This is actually a bit of a boondoggle, because your university will either not recognize your community college credits, or they will have their own requirements likely to be incompatible with the credits you took at community college, leaving those first two years basically wasted. So you get to pay for 2 years at a community college, then 4 years at a university. That's not saving money.
Hell, it might not even work to transfer from one university to another! I transferred after 2 years at a satellite campus of Penn State (where the curriculum is identical to the main campus) to a state school, stayed in Computer Science, and had to cram 4 years of CS at that school into 3 years just to be able to cut some of my losses because apparently taking intro to CS at a school that does it in C means you have to take it over again in a school that does it in Java.
> This is actually a bit of a boondoggle, because your university will either not recognize your community college credits, or they will have their own requirements likely to be incompatible with the credits you took at community college, leaving those first two years basically wasted.
Well, you certainly can't do it willy-nilly - you need to have a idea of where you're going after community college and what your major is. Generally, most community colleges work with local universities to ensure that their programs will transfer wholesale if you take the prescribed courses, which do not necessarily match up with what the community college recommends for other students.
I have indeed heard a lot of horror stories about transferring credits in general between universities or colleges - if the institutions don't have a relationship that keeps transfer students in mind it seems you're pretty much boned.
I did this, following community college direction, and all my courses transferred and I wasn't set back at all, though I was highly front-loaded on general education rather than CS-specific courses. At the time community college tuition and fees was $800/semester, while university tuition and fees was $5000/semester. That would have been a substantial savings! As it was, I really lost money, because I would have qualified for a full scholarship to my university academically anyway, but I lost it since transferred in and ended up paying the next three years (one year of grad school) out of my minimum-wage-earning pocket.
Another way to work it is CLEP tests. If they don't accept a transfer credit for ... american history or whatever, but you took the class, and they do accept CLEP tests and those aren't terribly hard... Note there are exam fees and transfer fees to consider, usually nominal.
My personal experience at a couple schools is the smaller the school the more often exceptions will be granted. Or maybe rephrased across all sizes of school the (someone) will grant 10 exceptions per year and maybe 1% of students will try to get an exception, which is awesome odds if its a 500 person private college, not so awesome odds at a larger 5K person school. So even if on paper, calculus won't transfer, if you make a bit of a pest of yourself the dean or dept chair will eventually sign off. Also you can game the system, OK you won't accept my calculus transfer credits, very well, I will get instructor permission to take diffeqs without pre-reqs and when I pass diffeqs I will petition the dept head yet again for calc credit.

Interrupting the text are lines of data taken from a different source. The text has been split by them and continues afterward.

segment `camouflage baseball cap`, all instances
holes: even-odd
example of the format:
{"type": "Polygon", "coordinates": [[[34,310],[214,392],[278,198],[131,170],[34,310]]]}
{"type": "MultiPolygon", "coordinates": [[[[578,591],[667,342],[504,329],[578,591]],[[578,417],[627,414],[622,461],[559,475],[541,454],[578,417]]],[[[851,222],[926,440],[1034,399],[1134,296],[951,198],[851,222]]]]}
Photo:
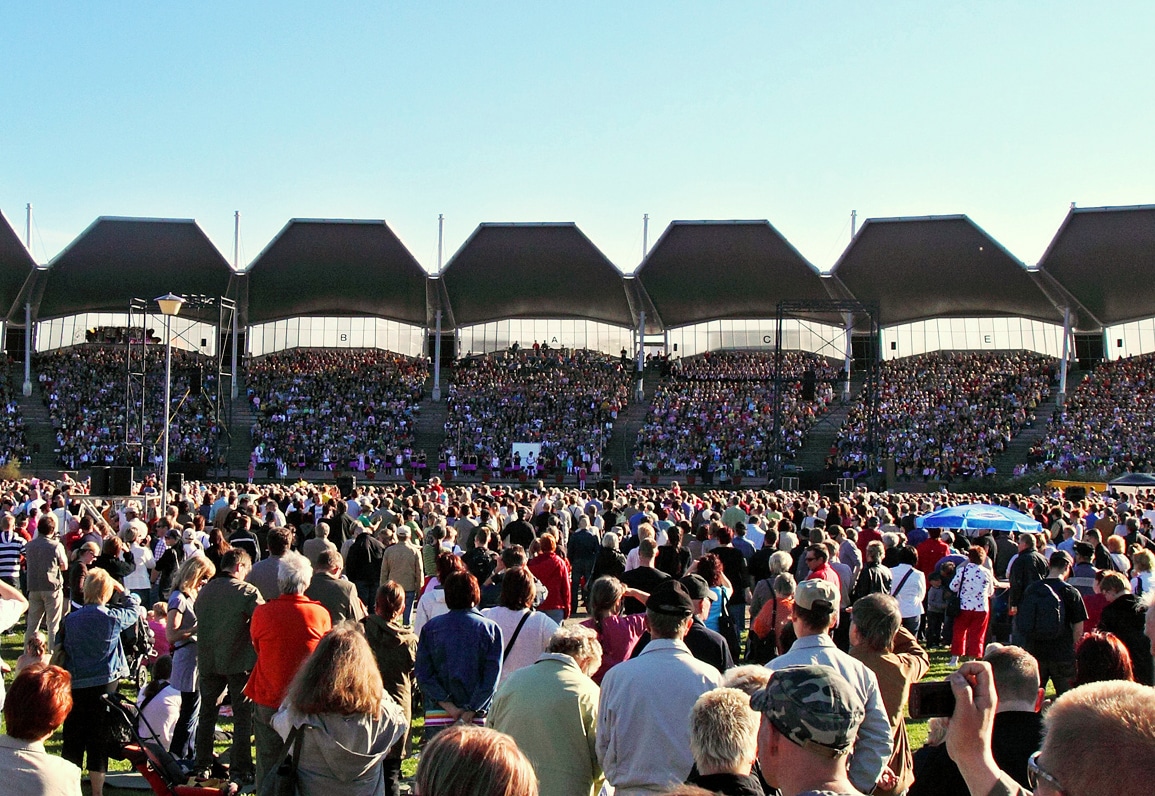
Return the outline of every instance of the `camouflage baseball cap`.
{"type": "Polygon", "coordinates": [[[790,666],[750,697],[750,706],[792,743],[823,757],[850,751],[866,715],[853,686],[826,666],[790,666]]]}

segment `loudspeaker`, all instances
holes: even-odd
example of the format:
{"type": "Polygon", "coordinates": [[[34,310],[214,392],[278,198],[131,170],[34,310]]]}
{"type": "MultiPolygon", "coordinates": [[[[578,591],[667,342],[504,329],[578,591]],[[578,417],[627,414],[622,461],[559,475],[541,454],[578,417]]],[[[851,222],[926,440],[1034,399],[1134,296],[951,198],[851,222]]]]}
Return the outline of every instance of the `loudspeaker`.
{"type": "Polygon", "coordinates": [[[614,500],[615,497],[617,496],[617,488],[618,488],[618,485],[614,483],[614,479],[612,479],[612,478],[603,478],[600,481],[598,481],[598,491],[599,492],[603,492],[603,491],[609,492],[610,493],[610,500],[614,500]]]}
{"type": "Polygon", "coordinates": [[[189,385],[188,385],[189,392],[191,392],[193,395],[200,395],[201,394],[201,387],[203,384],[204,384],[204,373],[201,372],[200,368],[197,368],[189,376],[189,385]]]}
{"type": "Polygon", "coordinates": [[[1063,490],[1063,500],[1069,500],[1072,503],[1077,503],[1080,500],[1087,499],[1087,487],[1085,486],[1069,486],[1063,490]]]}
{"type": "Polygon", "coordinates": [[[823,484],[818,487],[818,494],[831,500],[838,500],[842,497],[842,490],[838,488],[838,484],[823,484]]]}
{"type": "Polygon", "coordinates": [[[814,400],[814,388],[818,377],[814,373],[814,368],[807,368],[806,372],[802,374],[802,400],[814,400]]]}
{"type": "Polygon", "coordinates": [[[108,492],[111,495],[132,494],[132,468],[112,467],[108,473],[108,492]]]}
{"type": "Polygon", "coordinates": [[[94,497],[104,497],[108,494],[108,468],[93,467],[89,476],[91,484],[88,493],[94,497]]]}
{"type": "Polygon", "coordinates": [[[353,496],[353,490],[357,488],[357,476],[355,475],[339,475],[337,476],[337,488],[341,490],[341,497],[348,500],[353,496]]]}
{"type": "Polygon", "coordinates": [[[176,492],[178,495],[184,489],[184,473],[174,473],[169,471],[168,483],[165,484],[170,492],[176,492]]]}

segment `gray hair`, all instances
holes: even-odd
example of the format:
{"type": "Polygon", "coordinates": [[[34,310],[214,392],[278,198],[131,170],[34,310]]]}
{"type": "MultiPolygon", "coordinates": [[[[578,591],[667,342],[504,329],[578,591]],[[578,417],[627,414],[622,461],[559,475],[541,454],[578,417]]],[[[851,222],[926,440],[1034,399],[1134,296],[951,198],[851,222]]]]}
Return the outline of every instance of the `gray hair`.
{"type": "Polygon", "coordinates": [[[723,688],[737,688],[753,696],[754,692],[761,691],[770,682],[771,672],[765,666],[757,663],[748,663],[744,666],[732,666],[722,675],[723,688]]]}
{"type": "Polygon", "coordinates": [[[774,578],[774,593],[779,597],[793,597],[794,587],[797,585],[793,575],[789,572],[783,572],[774,578]]]}
{"type": "Polygon", "coordinates": [[[608,531],[606,535],[602,537],[602,547],[608,547],[611,550],[617,550],[618,535],[613,531],[608,531]]]}
{"type": "Polygon", "coordinates": [[[690,711],[690,751],[699,770],[734,771],[754,759],[758,714],[737,688],[715,688],[690,711]]]}
{"type": "Polygon", "coordinates": [[[602,665],[602,645],[593,629],[581,625],[562,626],[550,636],[546,652],[568,655],[587,675],[602,665]]]}
{"type": "Polygon", "coordinates": [[[304,594],[313,582],[313,565],[309,559],[291,550],[277,560],[277,588],[281,594],[304,594]]]}
{"type": "Polygon", "coordinates": [[[768,566],[770,567],[771,575],[781,575],[783,572],[790,571],[790,569],[794,566],[794,560],[785,550],[779,550],[777,553],[770,556],[770,562],[768,566]]]}
{"type": "Polygon", "coordinates": [[[313,536],[317,539],[328,539],[329,538],[329,523],[318,522],[316,525],[314,525],[313,526],[313,536]]]}

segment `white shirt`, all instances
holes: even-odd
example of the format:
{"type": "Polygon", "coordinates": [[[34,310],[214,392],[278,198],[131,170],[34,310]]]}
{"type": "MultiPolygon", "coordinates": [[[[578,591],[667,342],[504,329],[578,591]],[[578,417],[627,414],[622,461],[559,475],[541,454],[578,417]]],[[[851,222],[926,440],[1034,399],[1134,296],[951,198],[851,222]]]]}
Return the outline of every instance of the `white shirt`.
{"type": "Polygon", "coordinates": [[[903,619],[922,616],[922,601],[926,597],[926,575],[910,564],[898,564],[890,568],[890,595],[898,600],[898,610],[903,619]],[[909,577],[907,575],[909,574],[909,577]],[[903,578],[906,581],[903,582],[903,578]],[[902,590],[898,585],[902,584],[902,590]]]}
{"type": "MultiPolygon", "coordinates": [[[[501,628],[503,643],[508,645],[517,630],[518,623],[526,615],[526,611],[514,611],[511,608],[498,605],[493,608],[486,608],[481,612],[481,615],[497,623],[497,626],[501,628]]],[[[541,654],[545,652],[545,648],[549,646],[549,640],[557,632],[557,629],[557,622],[541,611],[530,611],[529,618],[525,620],[525,625],[517,634],[517,642],[510,649],[509,655],[501,662],[501,678],[497,684],[501,685],[518,669],[530,666],[540,658],[541,654]]]]}
{"type": "Polygon", "coordinates": [[[152,551],[147,547],[141,547],[135,542],[129,548],[132,551],[132,557],[136,561],[136,569],[124,576],[124,588],[129,591],[134,589],[148,589],[151,581],[149,575],[152,568],[156,566],[156,559],[153,558],[152,551]]]}

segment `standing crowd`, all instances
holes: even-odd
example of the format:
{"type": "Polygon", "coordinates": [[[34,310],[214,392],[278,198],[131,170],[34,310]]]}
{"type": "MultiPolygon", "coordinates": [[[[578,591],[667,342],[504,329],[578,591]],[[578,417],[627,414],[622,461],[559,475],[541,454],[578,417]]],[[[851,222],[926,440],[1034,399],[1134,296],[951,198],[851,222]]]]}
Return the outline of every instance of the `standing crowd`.
{"type": "Polygon", "coordinates": [[[974,496],[865,489],[189,483],[163,514],[0,492],[17,793],[79,793],[83,765],[100,796],[103,705],[150,626],[137,732],[222,792],[289,756],[301,794],[398,793],[416,747],[422,796],[1129,795],[1155,773],[1153,494],[1004,496],[1039,523],[1013,536],[919,527],[974,496]],[[914,750],[945,643],[956,707],[914,750]],[[1112,770],[1086,773],[1073,726],[1112,770]]]}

I was supposed to be able to transfer with no problems, as I was supposedly going between two "state system" schools in a supported degree program. My degree program was designed to be completed in four years, and the class schedule was built around that. Certain required classes just weren't offered every year, and they were prerequisites for other such classes. If you didn't start on the right beat, you were off schedule and couldn't get all of your requirements taken care of in 4 years.
This is true, but generally aid and scholarships aren't enough to cover costs for one full year, let alone two. Many students will take out loans because of this.